Surge uma nova ópera italiana em que às artes do bel canto somam-se um forte elemento histriônico: os cantores também têm que emocionar ou divertir o público com artes de ator. O enredo acaba crescendo em importância. A grande ária ainda é o ingrediente essencial, mas como centro da cena dramática. Essa nova importância do elemento teatral é a contrribuição italiana à ópera romântica. Destacam-se autores como Rossini (1792-1868), Bellini (1801-1835) e Donizette (1797-1848). Outras mudanças significativas: os adornos não podem ficar à decisão do intérprete que tende a abusar deles (o que era comum no barroco); todos devem figurar na partitura porque o brilhantismo das vozes não será desde essa altura o único interesse das representações; a missão da orquestra vai além de simples acompanhamento das vozes, tendo um papel bastante relevante.
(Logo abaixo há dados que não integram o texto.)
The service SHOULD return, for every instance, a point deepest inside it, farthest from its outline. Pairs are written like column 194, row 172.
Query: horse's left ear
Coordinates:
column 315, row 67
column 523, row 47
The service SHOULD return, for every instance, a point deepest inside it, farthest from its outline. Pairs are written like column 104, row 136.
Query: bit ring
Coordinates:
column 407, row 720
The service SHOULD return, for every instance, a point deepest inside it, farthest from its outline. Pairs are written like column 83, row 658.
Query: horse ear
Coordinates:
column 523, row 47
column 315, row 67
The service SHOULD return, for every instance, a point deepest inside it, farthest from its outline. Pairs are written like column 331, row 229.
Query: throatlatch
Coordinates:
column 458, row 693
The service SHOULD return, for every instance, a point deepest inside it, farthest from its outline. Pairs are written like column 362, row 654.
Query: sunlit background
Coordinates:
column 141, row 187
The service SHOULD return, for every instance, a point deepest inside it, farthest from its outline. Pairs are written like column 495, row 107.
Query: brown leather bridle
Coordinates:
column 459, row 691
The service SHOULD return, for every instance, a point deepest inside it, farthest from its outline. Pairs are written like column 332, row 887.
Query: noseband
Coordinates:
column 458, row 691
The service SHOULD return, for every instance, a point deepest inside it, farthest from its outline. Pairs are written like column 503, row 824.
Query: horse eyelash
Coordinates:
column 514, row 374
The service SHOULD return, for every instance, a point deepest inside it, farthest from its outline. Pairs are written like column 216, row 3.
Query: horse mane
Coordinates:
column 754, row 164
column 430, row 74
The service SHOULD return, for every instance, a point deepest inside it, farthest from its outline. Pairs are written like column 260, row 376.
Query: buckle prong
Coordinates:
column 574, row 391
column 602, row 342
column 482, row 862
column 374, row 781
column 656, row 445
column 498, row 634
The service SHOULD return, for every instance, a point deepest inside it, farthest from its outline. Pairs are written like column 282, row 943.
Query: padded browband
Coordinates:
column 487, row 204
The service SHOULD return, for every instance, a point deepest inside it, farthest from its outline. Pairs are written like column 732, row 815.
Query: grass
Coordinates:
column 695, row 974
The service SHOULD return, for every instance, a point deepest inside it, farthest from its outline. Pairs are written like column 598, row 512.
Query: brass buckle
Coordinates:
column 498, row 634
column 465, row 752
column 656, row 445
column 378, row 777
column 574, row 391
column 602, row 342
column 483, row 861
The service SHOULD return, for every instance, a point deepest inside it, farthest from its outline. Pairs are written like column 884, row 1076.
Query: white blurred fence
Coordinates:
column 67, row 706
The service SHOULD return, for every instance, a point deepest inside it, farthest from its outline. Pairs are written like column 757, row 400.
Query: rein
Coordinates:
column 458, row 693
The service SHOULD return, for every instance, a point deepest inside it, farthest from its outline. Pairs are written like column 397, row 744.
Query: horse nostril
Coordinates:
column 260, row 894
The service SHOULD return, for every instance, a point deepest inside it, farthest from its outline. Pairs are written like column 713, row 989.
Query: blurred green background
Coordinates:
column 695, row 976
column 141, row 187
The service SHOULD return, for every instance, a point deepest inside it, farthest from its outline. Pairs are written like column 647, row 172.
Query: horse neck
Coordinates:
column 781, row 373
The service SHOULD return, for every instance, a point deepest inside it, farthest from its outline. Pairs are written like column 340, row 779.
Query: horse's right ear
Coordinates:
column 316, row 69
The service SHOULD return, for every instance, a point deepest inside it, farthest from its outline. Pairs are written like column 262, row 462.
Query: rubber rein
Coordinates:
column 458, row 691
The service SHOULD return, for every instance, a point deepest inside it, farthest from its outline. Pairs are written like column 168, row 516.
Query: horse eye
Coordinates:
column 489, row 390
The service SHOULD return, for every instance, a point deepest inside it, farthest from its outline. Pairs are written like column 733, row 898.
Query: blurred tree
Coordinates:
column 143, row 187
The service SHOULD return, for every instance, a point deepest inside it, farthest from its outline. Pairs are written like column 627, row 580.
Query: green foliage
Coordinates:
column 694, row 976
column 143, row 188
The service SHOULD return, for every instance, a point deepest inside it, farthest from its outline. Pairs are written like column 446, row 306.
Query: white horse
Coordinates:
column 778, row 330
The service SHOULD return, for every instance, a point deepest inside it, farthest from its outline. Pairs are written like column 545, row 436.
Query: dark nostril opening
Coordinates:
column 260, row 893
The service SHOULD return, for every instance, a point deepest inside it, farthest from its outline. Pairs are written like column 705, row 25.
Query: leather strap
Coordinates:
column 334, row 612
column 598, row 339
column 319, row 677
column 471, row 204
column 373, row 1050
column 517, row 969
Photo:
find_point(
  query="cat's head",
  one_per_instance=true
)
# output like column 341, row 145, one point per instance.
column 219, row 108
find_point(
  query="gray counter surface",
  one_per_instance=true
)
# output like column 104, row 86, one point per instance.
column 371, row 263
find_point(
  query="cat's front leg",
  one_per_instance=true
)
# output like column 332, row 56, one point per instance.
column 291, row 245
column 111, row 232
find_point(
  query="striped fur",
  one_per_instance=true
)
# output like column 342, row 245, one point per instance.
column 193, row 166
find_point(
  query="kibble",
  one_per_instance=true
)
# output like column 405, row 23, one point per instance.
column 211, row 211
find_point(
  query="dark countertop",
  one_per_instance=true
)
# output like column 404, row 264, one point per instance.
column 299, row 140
A primeira reação à música lírica italiana partiu de Weber (1786-1826) que deu características germânicas à opera inspirando-se na época medieval e na mitologia alemã. A forma vocal oscila entre o canto propriamente dito e o Singspiel, alternando o diálogo falado com árias. Entretanto é inovador por introduzir na ópera a essência musical popular alemã. Seu herdeiro seria Richard Wagner (1813-1883), que em busca de uma “obra de arte integral”, criou o Drama Musical. Este reunia a pintura, a poesia e a arquitetura, além da música. Mas, não contente com o drama isolado Wagner compôs uma tetralogia (conjunto de quatro dramas). As suas experiências no canto tonal deram a obra wagneriana uma tal originalidade que criou para os demais compositores românticos um dilema, ou uniam-se à Wagner ou lutavam contra ele. A estrutura do cromatismo wagneriano e a figura do leit motiv levavam a música para a beira da atonalidade, era na realidade um caminho difícil de ser seguido, um caminho sem volta. A renovação na ópera completou-se com a idéia wagneriana de estrutura continua da ação, de maneira que o conjunto não seja dividido apenas por uma sucessão de árias, interlúdios, coros, duos, etc., que surgem como conseqüência da ação dramática, mas que não devem partir a obra em seções prejudicando a idéia geral de unidade. Wagner é quem leva a termo essa idéia que será acolhida não só pelos compositores de língua alemã, mas também pelo italiano Giuseppe Verdi (1813-1901), um dos maiores autores de óperas do período romântico, que criou as célebres “Nabuco”, “Aida”., “Rigolleto” e tantas outras que saíram da pena do prolixo e popular compositor, que celebizou-se em pouco tempo estendendo a sua influência a românticos de todo o mundo, incluindo Carlos Gomes (1836-1896)

Na França aporta a estrutura da grande ópera que já havia estado presente na tradição espetacular da ópera-ballet de Lully. A mesma variedade musical do lied romântico manifesta-se também na ópera, na complexidade dos arranjos orquestrais e na dificuldade do traçado das linhas melódicas. Destacam-se os óperas de Meyerbeer (1791-1901) e a leveza da opereta cômica de Offenbach (1919-1880) mais próxima do music hall.

BIBLIOGRAFIA

CANDÉ, Roland. História Universal da Música. São Paulo: Martins Fontes, 1994

CARPEAUX, Oto Maria. O Livro de Ouro da História da Música: da Idade Média ao Século XX.